Friday, September 1, 2006

Mexican pilot leads paragliding standings

Twelve pilots set new competition task record


By TERRY SMITH
Express Staff Writer

Gliders fill the skies above Ketchum on the opening day of the U.S. Paragliding National Championships at Bald Mountain. Photo by Tim Meehan/Mark Gaskill.

A glider pilot from Mexico was atop the standings of the U.S. Paragliding National Championships midway through the competition at Bald Mountain near Ketchum.

Abelardo Laguna took the lead on Monday after placing first in a record-setting competition task that took 12 pilots from the Bald Mountain launch site to landings near Ellis, some 15 miles north of Challis.

Event organizer Chuck Smith said the 125 kilometer (77.5 mile) flight was the longest distance ever flown in a paragliding competition task.

"We try to choose a task that is challenging," he said.

Meanwhile, high winds forced cancellation of competition events on Tuesday and Wednesday.

"Sometimes you lose the whole thing to weather," said Smith, the owner and operator of Fly Sun Valley, a Ketchum paragliding business. "We're hoping for Thursday, but we're much more optimistic about Friday and Saturday."

The competition started Sunday, Aug. 27, and ends Saturday, Sept. 2. Some 100 of the top glider pilots in the world are competing.

Smith explained that because of the unpredictability of weather, pilots complete as many competition tasks as allowable. Tasks were completed Sunday and Monday, and Smith is hoping competitors can complete two or three more tasks before the championships end.

Sunday's competition task was a 78 kilometer (48.36 mile) flight from Bald Mountain to Smiley Creek. Forty pilots were able to complete the task, with Emeryville, Calif. pilot Josh Cohn flying the distance the fastest and placing first.
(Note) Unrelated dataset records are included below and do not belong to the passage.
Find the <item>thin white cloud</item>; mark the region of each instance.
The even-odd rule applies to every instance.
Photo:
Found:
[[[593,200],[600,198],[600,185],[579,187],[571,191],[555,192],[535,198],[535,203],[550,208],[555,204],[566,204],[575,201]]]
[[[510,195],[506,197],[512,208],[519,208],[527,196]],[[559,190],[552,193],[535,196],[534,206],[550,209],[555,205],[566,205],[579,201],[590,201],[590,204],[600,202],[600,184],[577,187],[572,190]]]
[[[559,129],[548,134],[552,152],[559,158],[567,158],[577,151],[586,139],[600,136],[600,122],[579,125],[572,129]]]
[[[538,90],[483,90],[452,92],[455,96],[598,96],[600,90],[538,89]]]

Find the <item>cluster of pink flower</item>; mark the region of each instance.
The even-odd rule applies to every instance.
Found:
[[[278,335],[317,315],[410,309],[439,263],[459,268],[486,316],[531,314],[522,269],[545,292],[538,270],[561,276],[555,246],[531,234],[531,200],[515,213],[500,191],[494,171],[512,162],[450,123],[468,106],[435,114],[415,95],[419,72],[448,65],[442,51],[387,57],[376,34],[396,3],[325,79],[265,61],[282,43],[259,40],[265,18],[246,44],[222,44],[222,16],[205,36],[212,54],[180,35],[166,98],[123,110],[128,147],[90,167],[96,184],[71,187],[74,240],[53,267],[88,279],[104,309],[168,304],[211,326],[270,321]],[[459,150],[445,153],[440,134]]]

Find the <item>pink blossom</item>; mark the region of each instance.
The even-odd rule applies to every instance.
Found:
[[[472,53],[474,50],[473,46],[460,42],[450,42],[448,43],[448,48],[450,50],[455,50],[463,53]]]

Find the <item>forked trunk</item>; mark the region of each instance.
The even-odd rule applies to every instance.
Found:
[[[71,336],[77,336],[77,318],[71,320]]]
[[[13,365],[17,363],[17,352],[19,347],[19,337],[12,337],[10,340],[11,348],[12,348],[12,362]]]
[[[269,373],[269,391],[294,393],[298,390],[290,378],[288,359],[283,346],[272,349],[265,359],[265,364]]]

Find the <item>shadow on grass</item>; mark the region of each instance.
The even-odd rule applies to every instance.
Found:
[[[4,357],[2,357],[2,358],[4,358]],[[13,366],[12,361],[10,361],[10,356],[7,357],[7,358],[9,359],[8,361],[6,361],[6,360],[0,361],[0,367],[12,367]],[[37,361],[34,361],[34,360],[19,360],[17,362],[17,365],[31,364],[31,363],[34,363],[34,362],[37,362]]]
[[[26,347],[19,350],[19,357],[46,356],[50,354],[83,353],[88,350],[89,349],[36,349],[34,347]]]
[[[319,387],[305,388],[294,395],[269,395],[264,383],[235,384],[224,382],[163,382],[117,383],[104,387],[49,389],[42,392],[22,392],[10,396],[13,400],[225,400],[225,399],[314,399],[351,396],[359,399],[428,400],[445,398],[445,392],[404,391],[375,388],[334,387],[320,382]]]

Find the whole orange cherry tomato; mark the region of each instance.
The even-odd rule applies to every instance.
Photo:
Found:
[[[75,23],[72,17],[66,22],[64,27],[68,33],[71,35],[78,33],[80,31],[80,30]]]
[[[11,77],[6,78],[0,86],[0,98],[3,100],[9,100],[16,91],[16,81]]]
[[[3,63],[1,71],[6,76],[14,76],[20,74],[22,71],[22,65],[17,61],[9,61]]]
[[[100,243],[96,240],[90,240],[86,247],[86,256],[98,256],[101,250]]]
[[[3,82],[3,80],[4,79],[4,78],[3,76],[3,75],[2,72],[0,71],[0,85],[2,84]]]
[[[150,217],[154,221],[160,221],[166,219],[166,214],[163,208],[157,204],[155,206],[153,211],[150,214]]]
Local pilot Honza Rejmanek placed second.

However, neither Cohn nor Rejmanek were able to complete the longer second day task and both dropped in the standings, Cohn to 15th and Rejmanek to 13th.

Monday's event was listed as a "125 kilometer task in strong wind." Laguna flew the distance the fastest, moving him into first place in the competition.
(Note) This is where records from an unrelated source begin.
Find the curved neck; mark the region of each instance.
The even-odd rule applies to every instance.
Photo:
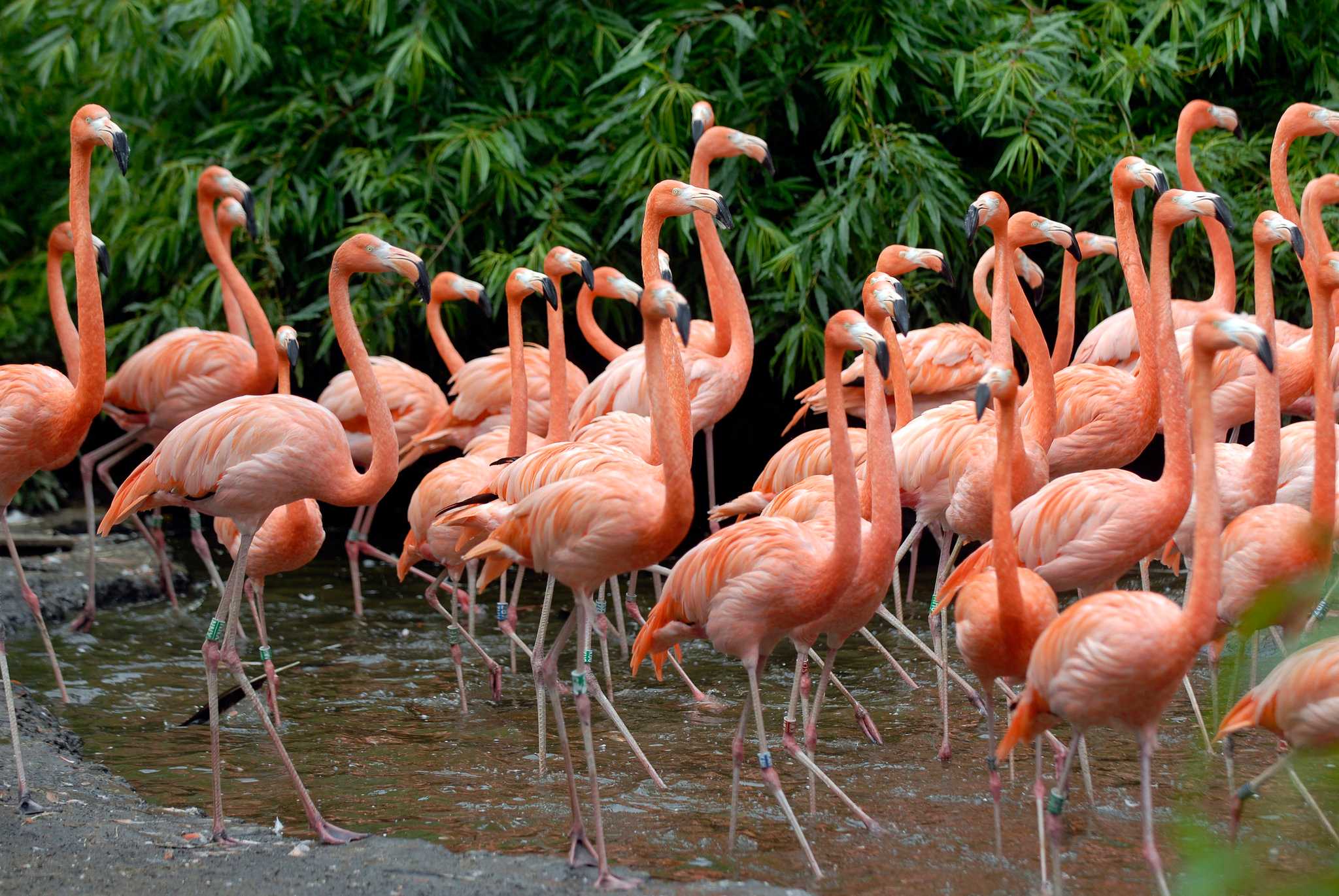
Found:
[[[107,386],[107,342],[102,323],[102,285],[98,283],[98,256],[92,248],[92,221],[88,212],[88,173],[92,146],[70,146],[70,226],[75,237],[75,292],[79,304],[79,382],[75,383],[70,421],[79,438],[102,408]]]
[[[687,534],[694,514],[692,449],[683,439],[683,430],[688,426],[688,388],[684,384],[679,340],[668,332],[671,324],[643,317],[643,327],[647,384],[651,390],[651,430],[660,447],[661,481],[665,488],[657,530],[664,538],[663,549],[668,553]],[[678,376],[672,375],[675,368]]]
[[[228,253],[230,260],[233,257],[233,232],[230,229],[220,230],[218,237],[224,244],[224,252]],[[222,273],[218,275],[218,293],[224,304],[224,317],[228,320],[228,332],[238,339],[248,339],[246,317],[242,316],[242,309],[237,304],[237,296],[233,295],[233,288],[228,285],[228,280],[224,279]]]
[[[554,275],[553,288],[558,293],[558,307],[545,303],[544,309],[549,323],[549,434],[550,442],[566,442],[572,435],[568,410],[572,399],[568,395],[568,343],[562,333],[562,275]]]
[[[60,358],[66,363],[66,378],[79,383],[79,331],[70,317],[70,303],[66,300],[66,281],[60,276],[60,260],[64,257],[58,249],[47,246],[47,303],[51,305],[51,324],[56,329],[56,340],[60,343]]]
[[[507,284],[510,285],[510,283]],[[525,333],[521,332],[521,296],[506,297],[506,348],[511,378],[511,421],[506,437],[507,457],[525,454],[530,413],[530,383],[525,376]]]
[[[1051,370],[1055,371],[1069,367],[1074,355],[1074,292],[1078,271],[1078,260],[1066,252],[1065,268],[1060,271],[1060,317],[1055,324],[1055,346],[1051,347]]]
[[[1190,501],[1190,425],[1185,415],[1185,378],[1181,374],[1181,358],[1176,351],[1176,336],[1172,325],[1172,268],[1168,257],[1170,250],[1172,226],[1154,221],[1149,258],[1153,281],[1149,292],[1157,309],[1158,331],[1154,340],[1157,346],[1154,363],[1158,370],[1158,395],[1162,399],[1164,462],[1158,482],[1177,489],[1172,505],[1180,505],[1181,513],[1184,513],[1185,505],[1181,505],[1180,496],[1185,496],[1186,505]],[[1142,355],[1149,354],[1144,347],[1142,336],[1139,351]],[[1212,462],[1209,470],[1212,474]],[[1201,506],[1197,513],[1204,513],[1204,508]]]
[[[829,343],[823,350],[823,382],[829,395],[841,395],[842,350]],[[878,378],[876,375],[874,382]],[[866,380],[868,383],[869,380]],[[836,593],[860,563],[860,493],[856,488],[856,462],[846,431],[846,410],[841,402],[828,404],[828,441],[833,458],[833,549],[819,571],[818,589],[825,596]],[[885,425],[886,430],[888,426]],[[901,510],[898,510],[901,513]]]
[[[600,352],[600,356],[605,360],[613,360],[623,352],[628,351],[619,343],[609,339],[609,335],[604,332],[595,319],[595,291],[581,284],[581,291],[577,293],[577,327],[581,328],[581,335],[585,336],[586,343],[590,348]],[[719,329],[716,332],[720,332]]]
[[[1196,190],[1202,193],[1204,183],[1190,161],[1190,138],[1196,131],[1182,119],[1176,129],[1176,173],[1181,178],[1182,190]],[[1232,263],[1232,241],[1228,240],[1228,230],[1217,221],[1204,218],[1201,221],[1204,232],[1209,237],[1209,250],[1213,253],[1213,295],[1204,307],[1232,312],[1237,307],[1237,271]]]
[[[711,163],[719,157],[704,150],[706,143],[706,141],[699,139],[698,146],[692,150],[692,166],[688,170],[688,183],[692,186],[711,186]],[[730,351],[731,339],[734,338],[734,320],[730,315],[730,305],[735,295],[731,291],[739,288],[739,280],[723,276],[720,258],[724,257],[724,249],[720,245],[720,234],[716,232],[716,224],[711,220],[711,216],[706,212],[694,212],[692,226],[698,232],[699,250],[702,252],[702,273],[707,281],[707,303],[711,305],[711,323],[716,329],[716,342],[708,346],[707,351],[719,358]],[[720,250],[719,254],[712,252],[712,246]],[[734,269],[731,268],[732,273]],[[743,301],[742,289],[739,289],[739,301]],[[753,340],[750,339],[750,342]]]
[[[224,241],[214,226],[213,204],[209,197],[200,192],[195,194],[195,213],[200,218],[200,232],[205,237],[209,258],[218,268],[220,277],[233,291],[233,296],[241,305],[242,317],[246,319],[246,331],[250,333],[252,346],[256,350],[256,367],[248,371],[249,382],[244,391],[252,395],[264,395],[274,387],[274,379],[279,375],[279,348],[274,346],[274,331],[269,328],[269,320],[265,319],[265,311],[256,300],[256,293],[252,292],[246,279],[233,264],[232,254],[224,249]],[[347,295],[348,277],[344,281]],[[359,344],[362,346],[362,339],[359,339]]]
[[[890,325],[890,324],[889,324]],[[888,343],[889,360],[901,355],[896,342]],[[869,538],[860,549],[860,576],[888,575],[897,545],[902,540],[902,509],[898,493],[897,462],[893,457],[893,431],[888,425],[888,399],[880,387],[878,366],[868,352],[865,359],[865,426],[868,447],[865,450],[865,488],[860,496],[861,506],[866,496],[869,508]],[[901,406],[897,408],[901,411]],[[876,498],[877,496],[877,498]]]
[[[1153,249],[1157,253],[1157,248]],[[1170,316],[1170,315],[1169,315]],[[1194,575],[1190,576],[1190,591],[1182,611],[1182,627],[1189,635],[1190,650],[1213,638],[1217,624],[1218,579],[1223,567],[1223,548],[1218,538],[1223,533],[1223,509],[1218,506],[1218,474],[1213,463],[1213,352],[1193,348],[1194,386],[1190,400],[1194,403]],[[1185,380],[1182,380],[1185,382]],[[1330,465],[1331,469],[1334,463]]]
[[[363,336],[358,332],[353,309],[349,308],[348,276],[348,272],[340,269],[337,260],[331,265],[331,319],[335,321],[335,339],[353,374],[353,382],[358,383],[358,394],[363,399],[363,407],[367,408],[367,426],[372,435],[372,462],[367,465],[367,473],[358,473],[349,466],[348,478],[332,483],[329,502],[358,508],[380,501],[395,482],[399,446],[395,439],[391,411],[386,406],[376,374],[372,372],[372,362],[367,356],[367,347],[363,346]],[[256,333],[254,328],[252,333]],[[270,333],[269,342],[274,342],[273,333]],[[257,340],[256,352],[261,354],[262,351],[261,343]],[[277,350],[272,346],[269,358],[277,374],[279,356],[276,352]]]
[[[1279,356],[1273,325],[1273,246],[1256,244],[1255,248],[1255,288],[1256,324],[1269,339],[1273,356]],[[1315,332],[1315,331],[1312,331]],[[1315,336],[1312,336],[1315,340]],[[1279,378],[1264,368],[1259,359],[1256,366],[1255,399],[1255,442],[1251,443],[1251,463],[1247,467],[1247,494],[1251,504],[1259,506],[1273,504],[1279,492]]]
[[[455,346],[451,344],[451,338],[446,332],[446,324],[442,323],[443,304],[441,300],[428,303],[427,332],[432,338],[432,344],[437,346],[437,354],[442,356],[446,370],[454,376],[457,371],[465,367],[465,359],[461,358],[461,352],[455,351]]]
[[[1014,544],[1014,430],[1016,391],[995,400],[995,482],[991,492],[995,587],[999,595],[1000,629],[1022,631],[1023,589],[1018,581],[1018,545]]]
In addition to Laguna, the other 11 pilots completing the record-setting flight, listed in order of finish, were: Dean Stratton, Saugus, Calif.; Brian Webb, Victoria, Australia; David Prentice, Albuquerque, N.M.; and Will Gadd, Alberta, Canada. (Gadd, incidentally holds the world distance record in paragliding with a flight from Zapata, Texas in 1998 of 263 miles.)
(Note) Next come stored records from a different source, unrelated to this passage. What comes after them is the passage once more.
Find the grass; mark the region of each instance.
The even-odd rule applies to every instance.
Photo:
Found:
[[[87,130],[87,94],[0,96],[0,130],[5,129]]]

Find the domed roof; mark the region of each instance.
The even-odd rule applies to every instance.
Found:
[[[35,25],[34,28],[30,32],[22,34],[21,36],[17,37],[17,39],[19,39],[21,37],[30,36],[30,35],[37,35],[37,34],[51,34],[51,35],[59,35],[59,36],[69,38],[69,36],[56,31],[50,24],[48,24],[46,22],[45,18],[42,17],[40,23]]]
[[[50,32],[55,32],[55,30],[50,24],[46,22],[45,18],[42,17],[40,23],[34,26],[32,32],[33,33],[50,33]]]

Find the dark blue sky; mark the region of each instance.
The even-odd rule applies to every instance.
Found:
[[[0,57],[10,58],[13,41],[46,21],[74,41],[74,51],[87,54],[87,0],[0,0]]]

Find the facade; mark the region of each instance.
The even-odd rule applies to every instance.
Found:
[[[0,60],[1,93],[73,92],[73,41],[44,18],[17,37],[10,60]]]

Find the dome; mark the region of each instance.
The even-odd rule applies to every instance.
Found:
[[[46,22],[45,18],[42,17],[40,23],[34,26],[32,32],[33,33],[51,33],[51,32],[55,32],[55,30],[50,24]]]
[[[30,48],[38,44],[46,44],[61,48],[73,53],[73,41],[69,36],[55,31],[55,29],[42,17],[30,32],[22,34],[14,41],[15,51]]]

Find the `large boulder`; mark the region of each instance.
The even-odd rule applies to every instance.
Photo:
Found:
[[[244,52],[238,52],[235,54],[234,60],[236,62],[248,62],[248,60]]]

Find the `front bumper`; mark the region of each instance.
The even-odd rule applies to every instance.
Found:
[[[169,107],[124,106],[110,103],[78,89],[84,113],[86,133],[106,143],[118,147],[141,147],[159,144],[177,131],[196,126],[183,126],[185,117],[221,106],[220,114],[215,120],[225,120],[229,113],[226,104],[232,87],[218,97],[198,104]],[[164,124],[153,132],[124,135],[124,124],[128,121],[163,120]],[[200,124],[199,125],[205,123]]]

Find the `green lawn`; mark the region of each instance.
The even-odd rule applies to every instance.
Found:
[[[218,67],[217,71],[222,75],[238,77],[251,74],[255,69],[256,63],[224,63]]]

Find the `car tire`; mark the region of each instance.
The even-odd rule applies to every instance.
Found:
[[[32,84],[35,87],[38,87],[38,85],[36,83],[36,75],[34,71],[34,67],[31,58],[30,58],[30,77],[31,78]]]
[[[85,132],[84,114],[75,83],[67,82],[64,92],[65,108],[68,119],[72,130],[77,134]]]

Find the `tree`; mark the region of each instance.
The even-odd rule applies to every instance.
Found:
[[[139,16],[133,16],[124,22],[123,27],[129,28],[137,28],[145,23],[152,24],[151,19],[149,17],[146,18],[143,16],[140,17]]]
Also: Thomas McCune, Issaquah, Wash.; Matt Dadam, Salt Lake City, Utah; Kent Dyer, Bailey, Colo.; Kyndel Banister, Lake Stevens, Wash.; Eric Reed, San Francisco, Calif.; Jamie Messenger, Ketchum; and Matt Beechinor, Ketchum.

In overall standings, following Laguna, were Stratton in the number two spot, Webb in third, Dadam in fourth and Reed at fifth.

Hailey pilot Nate Scales, who set a new Idaho distance record by flying 126 miles on Aug. 20, was in 23rd place.

Pilots were undeterred by an unfortunate accident in practice flights on Saturday, Aug. 26, when Croatian pilot Tin Ilakovac suffered a compressed vertebra in a hard landing on the Seattle Ridge ski run some two miles south of the Bald Mountain launch site.

According to the Blaine County Sheriff's Office, Ilakovac's glider collapsed and he activated his emergency parachute but was too close to the ground to avoid injury.

Smith attributed the accident to "pilot error."